The embeddings() method converts text into high-dimensional vectors that capture semantic meaning, enabling similarity search, clustering, and RAG (Retrieval-Augmented Generation).
Basic Embeddings
const response = await layer . embeddings ({
gateId: 'your-gate-id' ,
data: {
input: 'The quick brown fox jumps over the lazy dog'
}
});
console . log ( 'Embedding vector:' , response . embeddings [ 0 ]);
console . log ( 'Dimensions:' , response . embeddings [ 0 ]. length );
console . log ( 'Cost:' , response . cost );
Generate embeddings for multiple texts at once:
const response = await layer . embeddings ({
gateId: 'your-gate-id' ,
data: {
input: [
'What is machine learning?' ,
'How does AI work?' ,
'Explain neural networks'
]
}
});
// Each input gets an embedding
response . embeddings . forEach (( embedding , i ) => {
console . log ( `Text ${ i + 1 } embedding:` , embedding . slice ( 0 , 5 ), '...' );
});
Batch multiple texts together for better performance and lower costs.
Custom Dimensions
Control the embedding vector size:
const response = await layer . embeddings ({
gateId: 'your-gate-id' ,
data: {
input: 'Sample text' ,
dimensions: 512 // Smaller vectors = faster search
}
});
console . log ( 'Vector size:' , response . embeddings [ 0 ]. length );
// Output: Vector size: 512
Dimension Trade-offs
Dimensions Storage Speed Accuracy 256 Low Fast Good 512 Medium Medium Better 1024 Medium Medium Great 1536 High Slower Best 3072 Very High Slowest Excellent
Higher dimensions capture more nuance but require more storage and slower search.

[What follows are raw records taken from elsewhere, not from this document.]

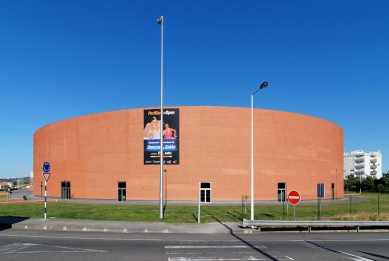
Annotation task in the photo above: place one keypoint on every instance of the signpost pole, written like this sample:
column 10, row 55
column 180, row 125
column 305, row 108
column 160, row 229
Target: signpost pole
column 45, row 199
column 46, row 169
column 294, row 212
column 198, row 212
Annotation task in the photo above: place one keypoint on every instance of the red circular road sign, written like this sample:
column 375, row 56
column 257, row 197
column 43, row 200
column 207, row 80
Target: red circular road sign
column 294, row 197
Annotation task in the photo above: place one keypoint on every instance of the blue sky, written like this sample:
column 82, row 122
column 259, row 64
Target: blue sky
column 63, row 59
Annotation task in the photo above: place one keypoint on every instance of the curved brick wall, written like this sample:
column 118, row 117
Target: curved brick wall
column 95, row 152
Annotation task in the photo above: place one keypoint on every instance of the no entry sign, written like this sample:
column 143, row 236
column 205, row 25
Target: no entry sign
column 294, row 197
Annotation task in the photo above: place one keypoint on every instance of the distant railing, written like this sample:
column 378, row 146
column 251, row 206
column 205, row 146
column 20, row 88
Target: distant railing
column 310, row 224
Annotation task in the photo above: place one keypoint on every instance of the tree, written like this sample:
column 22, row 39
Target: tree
column 351, row 182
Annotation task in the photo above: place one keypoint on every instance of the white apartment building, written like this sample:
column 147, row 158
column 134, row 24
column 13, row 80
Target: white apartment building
column 363, row 164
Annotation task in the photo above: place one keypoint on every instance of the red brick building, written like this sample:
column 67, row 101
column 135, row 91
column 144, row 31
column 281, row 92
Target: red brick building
column 102, row 156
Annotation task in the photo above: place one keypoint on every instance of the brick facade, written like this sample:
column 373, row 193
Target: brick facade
column 95, row 152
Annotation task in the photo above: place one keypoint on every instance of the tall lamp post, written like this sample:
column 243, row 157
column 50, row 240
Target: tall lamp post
column 160, row 21
column 263, row 85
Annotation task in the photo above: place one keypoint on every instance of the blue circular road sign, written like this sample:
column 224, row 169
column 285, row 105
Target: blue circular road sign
column 46, row 167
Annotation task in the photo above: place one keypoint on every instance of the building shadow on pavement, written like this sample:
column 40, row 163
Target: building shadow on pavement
column 7, row 222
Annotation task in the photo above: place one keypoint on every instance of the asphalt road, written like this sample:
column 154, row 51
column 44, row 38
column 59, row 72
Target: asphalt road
column 50, row 245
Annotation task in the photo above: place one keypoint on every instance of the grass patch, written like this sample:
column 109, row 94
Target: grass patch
column 367, row 210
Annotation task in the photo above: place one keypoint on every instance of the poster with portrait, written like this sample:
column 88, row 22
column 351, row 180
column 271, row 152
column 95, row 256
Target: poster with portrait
column 152, row 136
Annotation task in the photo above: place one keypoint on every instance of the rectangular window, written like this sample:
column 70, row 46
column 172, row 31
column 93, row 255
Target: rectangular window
column 65, row 190
column 205, row 192
column 121, row 191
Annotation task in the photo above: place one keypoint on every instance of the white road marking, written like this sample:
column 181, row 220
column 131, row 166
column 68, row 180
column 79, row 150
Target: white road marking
column 28, row 248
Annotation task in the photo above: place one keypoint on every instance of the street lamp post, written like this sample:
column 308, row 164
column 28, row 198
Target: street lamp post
column 263, row 85
column 160, row 21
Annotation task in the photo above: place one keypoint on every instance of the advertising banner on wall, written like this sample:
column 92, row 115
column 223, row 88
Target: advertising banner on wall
column 151, row 136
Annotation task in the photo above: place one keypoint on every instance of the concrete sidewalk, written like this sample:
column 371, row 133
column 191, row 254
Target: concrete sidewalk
column 121, row 227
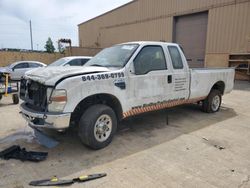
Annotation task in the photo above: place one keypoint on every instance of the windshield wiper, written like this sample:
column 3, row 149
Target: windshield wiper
column 97, row 65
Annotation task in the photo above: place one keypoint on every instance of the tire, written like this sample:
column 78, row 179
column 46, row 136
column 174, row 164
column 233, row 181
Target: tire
column 213, row 102
column 97, row 126
column 15, row 98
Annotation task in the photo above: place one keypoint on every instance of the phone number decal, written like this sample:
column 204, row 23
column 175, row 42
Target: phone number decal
column 103, row 76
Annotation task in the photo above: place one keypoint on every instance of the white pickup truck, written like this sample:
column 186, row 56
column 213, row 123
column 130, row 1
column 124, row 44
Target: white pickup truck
column 121, row 81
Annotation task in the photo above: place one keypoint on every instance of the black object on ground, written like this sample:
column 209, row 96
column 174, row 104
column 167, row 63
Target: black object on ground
column 16, row 152
column 55, row 181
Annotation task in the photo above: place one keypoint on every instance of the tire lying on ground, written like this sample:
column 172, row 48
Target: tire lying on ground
column 213, row 102
column 97, row 126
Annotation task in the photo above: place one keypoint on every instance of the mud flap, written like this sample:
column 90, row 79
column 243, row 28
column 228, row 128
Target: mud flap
column 55, row 181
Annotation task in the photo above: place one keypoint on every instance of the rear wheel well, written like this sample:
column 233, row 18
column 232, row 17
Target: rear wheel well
column 220, row 86
column 105, row 99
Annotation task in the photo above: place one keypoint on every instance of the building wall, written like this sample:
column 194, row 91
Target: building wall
column 10, row 57
column 228, row 25
column 7, row 57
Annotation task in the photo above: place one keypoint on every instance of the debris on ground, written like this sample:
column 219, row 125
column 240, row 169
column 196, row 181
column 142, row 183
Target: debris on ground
column 44, row 139
column 56, row 182
column 214, row 145
column 16, row 152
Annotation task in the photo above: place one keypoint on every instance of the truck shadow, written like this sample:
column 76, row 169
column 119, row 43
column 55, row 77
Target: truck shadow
column 134, row 135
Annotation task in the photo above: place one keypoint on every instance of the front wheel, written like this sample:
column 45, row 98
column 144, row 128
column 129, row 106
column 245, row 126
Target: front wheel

Start with 1024 for most use cases.
Choose output format:
const response = await layer . embeddings ({
gateId: 'your-gate-id' ,
data: {
input: 'Sample text' ,
encodingFormat: 'float' // 'float' or 'base64'
}
});
Format Use Case Storage floatDirect computation, most libraries Larger base64Network transfer, compression Smaller
Parameters
Request Parameters
Parameter Type Default Description inputstring | string[]Required Text(s) to embed dimensionsnumberModel default Output vector size encodingFormat'float' | 'base64'floatEncoding format
Response
interface EmbeddingsResponse {
id : string ; // Request ID
model : string ; // Model used
embeddings : number [][]; // Vector embeddings
cost : number ; // Request cost in USD
latency : number ; // Response time in ms
usage ?: {
promptTokens : number ;
totalTokens : number ;
};
}
Use Cases
Semantic Search
Find similar documents:
// 1. Embed all documents
const documents = [
'Machine learning is a subset of AI' ,
'Neural networks are inspired by the brain' ,
'Python is a programming language' ,
'Deep learning uses multiple layers'
];
const docEmbeddings = await layer . embeddings ({
gateId: 'your-gate-id' ,
data: { input: documents }
});
// 2. Embed user query
const queryResponse = await layer . embeddings ({
gateId: 'your-gate-id' ,
data: { input: 'What is AI?' }
});
const queryEmbedding = queryResponse . embeddings [ 0 ];
// 3. Calculate cosine similarity
function cosineSimilarity ( a : number [], b : number []) : number {
const dotProduct = a . reduce (( sum , val , i ) => sum + val * b [ i ], 0 );
const magA = Math . sqrt ( a . reduce (( sum , val ) => sum + val * val , 0 ));
const magB = Math . sqrt ( b . reduce (( sum , val ) => sum + val * val , 0 ));
return dotProduct / ( magA * magB );
}
// 4. Find most similar documents
const similarities = docEmbeddings . embeddings . map (( docEmb , i ) => ({
document: documents [ i ],
similarity: cosineSimilarity ( queryEmbedding , docEmb )
}));
similarities . sort (( a , b ) => b . similarity - a . similarity );
console . log ( 'Most relevant:' , similarities [ 0 ]. document );
// Output: "Machine learning is a subset of AI"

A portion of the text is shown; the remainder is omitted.